Dans le monde, en « Israël », et dans les territoires palestiniens occupés par « Israël » en 1967, l’agriculture industrielle et les semences hybrides garantissent des gains et une production abondante, mais au prix d’un autre type de perte. « L’ancienne génération a planté des cultures municipales, et la génération actuelle ne sait pas ce que cela signifie », a déclaré Abu Seif.
« Lorsque nous avons commencé à rencontrer des agriculteurs pour trouver des semences traditionnelles, nous avons vu que l’intérêt se limitait aux personnes âgées, alors que les jeunes se divisent en deux catégories, soit ils ont quitté l’agriculture et sont allés faire du commerce, soit ils sont intéressés par des profits rapides. Il y a quelques années, la Fédération a commencé à donner des conférences dans les écoles. Nous avons senti qu’il y avait un changement. Les jeunes apprentis masculins voulaient en savoir plus même après la fin des cours. C’est étrange qu’ils n’aient pas de formation en agriculture, le savoir hérité n’a pas été transmis, principalement en agriculture » poursuit Abu Seif.
Outre le fait que les cultures traditionnelles produisent de nouvelles graines, la plupart d’entre elles n’ont pas besoin d’irrigation. Par conséquent, les cultures pluviales sont appropriées au réchauffement climatique et à la réalité selon laquelle « Israël » refuse l’eau aux Palestiniens. Contrairement aux semences hybrides qui doivent utiliser des engrais chimiques. Le compost (engrais organique) convient aux cultures traditionnelles et respecte l’environnement.

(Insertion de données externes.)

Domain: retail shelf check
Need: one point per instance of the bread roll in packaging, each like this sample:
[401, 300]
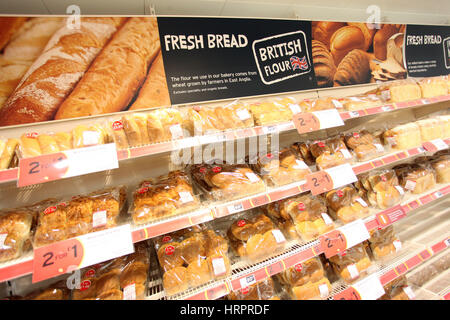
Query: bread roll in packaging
[280, 167]
[306, 281]
[191, 257]
[79, 215]
[163, 197]
[253, 236]
[226, 181]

Le syndicat aide les agriculteurs à réhabiliter les terres qui n’ont pas été cultivées depuis un certain temps, et qui sont situées près du mur de séparation ou dans des zones victimes de la violence des colons (Israël a construit une route pour les colons qui a détruit 300 des 1 300 dunums que le syndicat a repris dans la région de Halhul). L’union réhabilite et construit des chaînes de pierres et aide à passer à une nouvelle culture plus rentable sur de petites parcelles et à commercialiser de l’huile d’olive de qualité à l’étranger. Elle fournit également des graines pour les plantes sauvages comme les glands. Le Laboratoire de la banque de semences est dirigé par de jeunes agronomes enthousiastes. Des milliers de Palestiniens qui possèdent de petits lopins de terre loués par l’union, et il offre des bourses aux étudiants, principalement des étudiantes, dont les recherches sont liées à la réhabilitation et au développement de l’agriculture traditionnelle.
Comment peut-on qualifier ce projet de terrorisme ? La société en « Israël » et la communauté internationale ne doivent pas permettre à Tsahal, au Shin Bet et au ministre de la Défense de détruire cet important projet humanitaire.